Frontex, infine, conferma che “l’operazione di salvataggio è stata dichiarata nelle prime ore di domenica, dopo che il naufragio è stato localizzato al largo di Crotone”. 

L’impressione – sottolineano diversi giornalisti che si occupano di soccorso in mare e accoglienza dei migranti – è che ci sia un rimpallo di responsabilità fra Guardia costiera, Guardia di finanza e Frontex sui ritardi nelle operazioni di soccorso. La Guardia di finanza sottolinea che Frontex ha parlato subito di “imbarcazione coinvolta in traffico migranti” e pertanto l’intervento si sarebbe configurato come una operazione di polizia e non di soccorso in mare, scaricando così le responsabilità su Frontex e ministero degli Interni. La Guardia costiera ha scaricato tutto su Frontex e Viminale sottolineando che si trattava di un’operazione di ‘law enforcement’ (e non di soccorso, dunque), che era stata interpellata “solo per conoscenza” e che non erano giunte richieste di aiuto dai naufraghi; Frontex ha chiamato in causa tutte le autorità italiane sostenendo di aver inviato “immediatamente una segnalazione” a tutti. 

Restano alcuni interrogativi ancora senza risposta. Se le condizioni erano così severe da impedire la navigazione anche a una nave di 35 metri come il pattugliatore partito da Taranto, perché si è pensato che una imbarcazione “pesantemente sovraffollata”, come descritta da Frontex, potesse continuare a navigare tranquillamente verso le coste calabresi? Perché la Guardia di Finanza, attiva in quel momento, non ha fatto monitorare l’imbarcazione da un proprio elicottero? Perché la segnalazione del MRCC di Roma, avvenuta già 16 ore prima dell’alert di Frontex, non ha avuto seguito e nessuno è intervenuto? Viste le condizioni di mare e dell’imbarcazione, perché non è scattato il “soccorso di ufficio” che fa capo alle Capitanerie di Porto – Guardia Costiera? Secondo Scandura, ci troviamo di fronte a “una violazione delle leggi internazionali e dello stesso regolamento Frontex 656/2014 che impone regole precise sui soccorsi”.

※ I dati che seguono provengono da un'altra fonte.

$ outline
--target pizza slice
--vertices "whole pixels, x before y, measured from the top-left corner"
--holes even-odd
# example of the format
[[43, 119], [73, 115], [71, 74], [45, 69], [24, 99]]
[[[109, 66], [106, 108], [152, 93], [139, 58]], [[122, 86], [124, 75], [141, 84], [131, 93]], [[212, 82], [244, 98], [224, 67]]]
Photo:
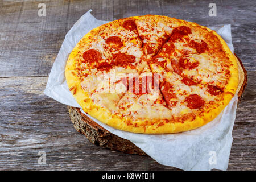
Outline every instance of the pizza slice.
[[165, 16], [147, 15], [135, 17], [139, 37], [142, 40], [143, 51], [147, 58], [156, 55], [168, 40], [172, 31], [171, 20]]
[[157, 64], [152, 64], [155, 72], [160, 73], [161, 92], [174, 120], [176, 122], [193, 121], [196, 117], [208, 115], [210, 111], [222, 105], [226, 95], [230, 93], [216, 89], [214, 86], [196, 82], [188, 77], [171, 71], [166, 71]]
[[[147, 65], [139, 76], [129, 83], [128, 92], [118, 104], [126, 122], [136, 127], [172, 118], [159, 91], [158, 80], [158, 77]], [[142, 122], [136, 122], [138, 121]]]

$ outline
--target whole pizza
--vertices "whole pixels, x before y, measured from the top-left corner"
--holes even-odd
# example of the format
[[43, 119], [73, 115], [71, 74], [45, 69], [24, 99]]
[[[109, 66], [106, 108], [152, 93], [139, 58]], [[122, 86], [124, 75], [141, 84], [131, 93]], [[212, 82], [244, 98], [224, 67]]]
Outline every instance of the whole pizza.
[[91, 30], [65, 77], [84, 111], [122, 130], [181, 132], [214, 119], [236, 93], [237, 60], [214, 31], [147, 15]]

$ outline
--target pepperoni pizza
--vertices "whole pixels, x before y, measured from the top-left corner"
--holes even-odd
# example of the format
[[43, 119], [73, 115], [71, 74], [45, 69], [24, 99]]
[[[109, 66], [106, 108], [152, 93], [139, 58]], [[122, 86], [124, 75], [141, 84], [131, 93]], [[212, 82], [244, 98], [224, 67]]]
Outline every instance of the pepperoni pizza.
[[236, 94], [236, 57], [214, 31], [148, 15], [90, 31], [71, 53], [69, 90], [88, 114], [114, 128], [173, 133], [214, 119]]

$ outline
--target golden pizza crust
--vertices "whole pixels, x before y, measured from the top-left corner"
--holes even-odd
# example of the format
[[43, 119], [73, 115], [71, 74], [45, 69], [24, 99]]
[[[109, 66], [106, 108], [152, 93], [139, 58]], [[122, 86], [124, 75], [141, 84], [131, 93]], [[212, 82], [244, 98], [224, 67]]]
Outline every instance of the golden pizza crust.
[[[160, 15], [147, 15], [154, 16], [155, 17], [162, 17], [164, 18], [171, 18], [176, 22], [180, 22], [182, 24], [184, 22], [185, 24], [191, 24], [195, 26], [199, 26], [195, 23], [185, 22], [181, 20], [178, 20], [175, 18], [168, 18]], [[129, 18], [139, 19], [141, 16], [130, 17]], [[118, 21], [118, 20], [117, 20]], [[113, 23], [112, 22], [112, 23]], [[108, 26], [108, 23], [104, 24], [99, 27], [93, 29], [90, 32], [85, 35], [81, 41], [85, 42], [86, 39], [93, 35], [97, 34], [97, 32], [100, 30]], [[209, 32], [212, 32], [216, 35], [221, 42], [222, 45], [228, 55], [228, 57], [233, 63], [233, 65], [230, 68], [231, 73], [230, 79], [226, 85], [225, 92], [227, 93], [224, 94], [224, 100], [220, 105], [217, 108], [213, 107], [209, 113], [205, 113], [200, 117], [196, 116], [195, 120], [192, 121], [184, 121], [183, 122], [166, 122], [164, 121], [155, 121], [152, 122], [151, 125], [141, 125], [144, 123], [147, 119], [137, 119], [133, 121], [133, 123], [137, 123], [137, 127], [134, 125], [127, 125], [127, 122], [121, 115], [118, 114], [113, 114], [108, 109], [96, 105], [89, 96], [87, 92], [82, 89], [81, 85], [81, 80], [77, 76], [76, 72], [75, 57], [79, 52], [79, 45], [76, 45], [72, 52], [71, 53], [67, 63], [65, 74], [67, 83], [71, 93], [74, 96], [79, 104], [81, 106], [84, 111], [89, 115], [114, 128], [121, 130], [127, 131], [133, 133], [139, 133], [144, 134], [164, 134], [164, 133], [174, 133], [181, 131], [192, 130], [200, 126], [202, 126], [209, 121], [214, 119], [225, 107], [230, 102], [233, 96], [236, 94], [238, 83], [238, 69], [236, 56], [231, 52], [225, 41], [214, 31], [209, 28], [201, 26], [204, 28], [207, 28]], [[109, 104], [114, 104], [110, 103]], [[163, 123], [163, 125], [159, 125]]]

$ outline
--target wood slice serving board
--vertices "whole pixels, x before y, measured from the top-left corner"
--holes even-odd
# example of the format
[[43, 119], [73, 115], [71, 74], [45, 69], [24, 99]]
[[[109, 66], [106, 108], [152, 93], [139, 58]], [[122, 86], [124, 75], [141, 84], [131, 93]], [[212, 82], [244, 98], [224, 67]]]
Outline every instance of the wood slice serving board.
[[[247, 72], [242, 61], [237, 58], [240, 77], [238, 84], [238, 104], [247, 85]], [[128, 140], [118, 136], [105, 130], [97, 123], [82, 113], [79, 108], [68, 107], [71, 121], [75, 129], [85, 135], [92, 143], [101, 147], [118, 151], [126, 154], [146, 155], [145, 152]]]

Man mano che passano le ore dalla strage di Cutro, il quadro delle responsabilità politiche inizia a delinearsi. Il comandante della Guardia costiera di Crotone, Vittorio Aloi, ha detto  che nel mare di domenica mattina si poteva intervenire, nonostante le condizioni pessime: «Quel giorno c’era mare forza quattro, non sei o sette. Le nostre motovedette avrebbero potuto navigare anche con mare forza otto». Ma la Guardia costiera non può intervenire finché non viene proclamato l’evento SAR (Search and rescue). Come detto, dai comunicati, si evince che l’operazione è stata sin da subito di polizia e non di soccorso. L’indicazione da parte dello Stato di avviare le procedure di salvataggio e soccorso, tramite il proprio Rescue Coordination Center (Rcc), il coordinamento delle operazioni di soccorso con l’impiego di unità SAR, non è mai partita. Da Roma, nessuno si è preso la responsabilità di coordinare i soccorsi.

Premesso che, negli scorsi anni, la Guardia costiera è intervenuta per salvare tantissimi migranti e fatte salve le catene di comando e le procedure delle operazioni di soccorso, alla luce anche delle parole del comandante di Crotone, Aloi, la Guardia costiera è indifendibile nel sostenere di non aver ricevuto l’ordine di intervento. Da un punto di vista prima di tutto morale, è responsabile di aver fatto venir meno un principio che non dovrebbe mai essere negoziabile o messo in discussione: il dovere di salvare vite”.

Un dovere che è dentro quella richiesta di giustizia e verità che va sostenuta in ogni sede. E’ una battaglia di civiltà che alla quale non ci si può sottrarre se si vuole “restare umani”.